AFRICAN DREAM
Au contraire, il doit faire face aux assauts répétés de clandestins et de sans papiers qui, faute d’avoir pu obtenir de quoi atterrir en règle, sur nos vertes prairies, usent de tous les stratagèmes pour fouler le sol de cet eldorado. «Africa paradis» est, sans conteste, une exaltante histoire, de celles que l’on caresse comme le rêve qui se brise, une fois l’aube levée. Mais quel magnifique rêve, tout de même!

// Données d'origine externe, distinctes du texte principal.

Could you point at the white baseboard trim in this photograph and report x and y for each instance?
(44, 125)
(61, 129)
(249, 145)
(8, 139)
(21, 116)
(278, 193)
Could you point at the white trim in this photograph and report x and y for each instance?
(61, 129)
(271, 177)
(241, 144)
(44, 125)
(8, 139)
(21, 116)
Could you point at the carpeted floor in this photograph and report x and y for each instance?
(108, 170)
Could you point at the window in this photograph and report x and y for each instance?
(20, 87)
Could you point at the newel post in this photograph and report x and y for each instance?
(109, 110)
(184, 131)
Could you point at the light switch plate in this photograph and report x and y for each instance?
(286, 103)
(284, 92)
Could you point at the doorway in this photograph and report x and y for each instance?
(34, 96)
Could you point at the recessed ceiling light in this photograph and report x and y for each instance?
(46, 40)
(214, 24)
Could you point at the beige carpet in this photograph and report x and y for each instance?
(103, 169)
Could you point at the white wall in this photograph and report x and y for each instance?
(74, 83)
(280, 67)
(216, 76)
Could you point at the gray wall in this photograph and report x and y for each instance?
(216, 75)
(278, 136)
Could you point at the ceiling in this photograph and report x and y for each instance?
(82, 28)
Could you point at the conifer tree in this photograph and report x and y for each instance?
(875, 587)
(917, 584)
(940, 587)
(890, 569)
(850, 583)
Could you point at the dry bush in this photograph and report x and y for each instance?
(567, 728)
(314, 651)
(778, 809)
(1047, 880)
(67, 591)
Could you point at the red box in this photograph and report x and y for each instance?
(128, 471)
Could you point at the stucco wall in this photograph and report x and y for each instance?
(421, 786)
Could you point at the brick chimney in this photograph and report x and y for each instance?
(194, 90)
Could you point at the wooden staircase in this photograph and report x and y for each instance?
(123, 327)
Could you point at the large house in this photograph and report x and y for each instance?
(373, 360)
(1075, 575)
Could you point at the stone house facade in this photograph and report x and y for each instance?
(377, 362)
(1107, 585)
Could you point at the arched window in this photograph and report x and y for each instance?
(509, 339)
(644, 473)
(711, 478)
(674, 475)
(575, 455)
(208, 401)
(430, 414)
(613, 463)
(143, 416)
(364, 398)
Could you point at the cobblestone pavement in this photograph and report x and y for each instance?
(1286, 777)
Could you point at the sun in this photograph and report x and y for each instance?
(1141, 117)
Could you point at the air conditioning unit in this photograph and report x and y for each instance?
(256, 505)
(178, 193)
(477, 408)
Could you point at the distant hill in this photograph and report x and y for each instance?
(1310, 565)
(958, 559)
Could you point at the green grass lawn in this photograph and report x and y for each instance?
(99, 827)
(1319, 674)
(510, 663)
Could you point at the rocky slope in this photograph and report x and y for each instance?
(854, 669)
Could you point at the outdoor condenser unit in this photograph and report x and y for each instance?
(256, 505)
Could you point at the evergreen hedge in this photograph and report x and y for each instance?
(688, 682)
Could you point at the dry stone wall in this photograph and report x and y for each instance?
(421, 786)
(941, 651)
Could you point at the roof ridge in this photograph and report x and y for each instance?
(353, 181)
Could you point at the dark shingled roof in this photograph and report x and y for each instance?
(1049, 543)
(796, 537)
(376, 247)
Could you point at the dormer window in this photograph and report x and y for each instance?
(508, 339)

Et si finalement ce n’est pas qu’un rêve? Et si cette Afrique suscitée et souhaitée est là, dans les cœurs et dans l’innocence d’enfants qui ne voient pas la beauté dans les gratte-ciels et autres autoroutes, mais plutôt dans cette absence de chaleur qui, bien souvent, là-bas, jette les gens dans une symphonie décadente d’esseulement atroce? Et si, finalement, il existe bel et bien en Occident, ce rêve d’Afrique, ce besoin de chaleur et d’humanité?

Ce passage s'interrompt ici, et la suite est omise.